Jul 07, 2003 04:32 PM
4951 Views
(Updated Oct 07, 2006 11:54 AM)
Its possibly absolutely horrible on my part to provide a list of the best five footballers mainly due to the fact that such a list is possibly as subjective as you can get. Anyway, have tried to give a list of people who I can trust to throw on the soccer field when the martians challenge us to a friendly game of Soccer.
- Ronaldo
Unquestionably the best striker in world football these days. Magical dribbling skills and the pace to burst through most defences make him a feared presence. Can create goals out of nothing, but possibly the most amazing quality of this dude is his perseverance. Had his knee horribly injured with a rash challenge and came back with a vengeance (and with a bit of fat on his sides, which bodes well for most of us) to spearhead the Real attack.
- Thierry Henry
A close second when it comes to strikers. Cold and precise in front of goal with not a hint of nerves. Blessed with one of the smoothest accelerations I’ve ever seen. His runs at defences produce panic more often than not. Amazing positional awareness. Just one question... ’’what the hell are you still doing at Arsenal?’’
- Pavel Nedved
The long haired check magician is a master of playing in the hole. Single handedly guided Juventus to the Champs League finals, but threw himself out of the game with a stupid second yellow card.

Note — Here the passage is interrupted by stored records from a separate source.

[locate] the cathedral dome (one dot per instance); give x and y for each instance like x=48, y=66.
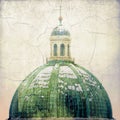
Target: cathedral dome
x=61, y=89
x=60, y=30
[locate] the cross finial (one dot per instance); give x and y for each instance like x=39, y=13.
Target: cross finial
x=60, y=17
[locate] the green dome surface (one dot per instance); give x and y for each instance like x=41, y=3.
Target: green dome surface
x=60, y=30
x=61, y=89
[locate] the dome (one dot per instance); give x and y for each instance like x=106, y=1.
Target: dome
x=60, y=30
x=61, y=89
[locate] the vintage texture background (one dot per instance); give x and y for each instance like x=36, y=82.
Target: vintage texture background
x=25, y=27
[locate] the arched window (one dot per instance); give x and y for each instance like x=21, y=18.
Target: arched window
x=68, y=50
x=62, y=50
x=55, y=50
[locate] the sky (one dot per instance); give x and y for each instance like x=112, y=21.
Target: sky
x=25, y=28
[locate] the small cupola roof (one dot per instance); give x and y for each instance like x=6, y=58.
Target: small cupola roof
x=60, y=30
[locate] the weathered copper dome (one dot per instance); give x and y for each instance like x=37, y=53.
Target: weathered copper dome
x=61, y=89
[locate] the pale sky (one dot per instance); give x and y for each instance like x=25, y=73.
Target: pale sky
x=25, y=28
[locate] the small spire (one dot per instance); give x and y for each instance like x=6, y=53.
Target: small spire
x=60, y=17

Can dribble his way out of a minefield and scores the most spectacular goals after leaving the defence trailing in his wake.
- Allesandro Nesta
The bright new face of Italian defence. Combines the skill of Maldini with the grittiness of a Cannavaro. Master of the perfect tackle... dispossessing opposing forwards of the ball with challenges inside the penalty box without so much as dirtying their socks. Has patrolled the AC Milan defence all the way to the Champs League Trophy.
- Gianluigi Buffon
The most expensive goal keeper in world football and rightfully so. Kept Juventus in the Champs League final shootout till the last moment when his teammates were all kicking the ball straight at Dida. Tall and rangy with a good leap, it is next to impossible to beat this chappie from a distance. We may forgive him for his disgusting outfit which has stomach muscles printed in purple on the front (ewwww!!!)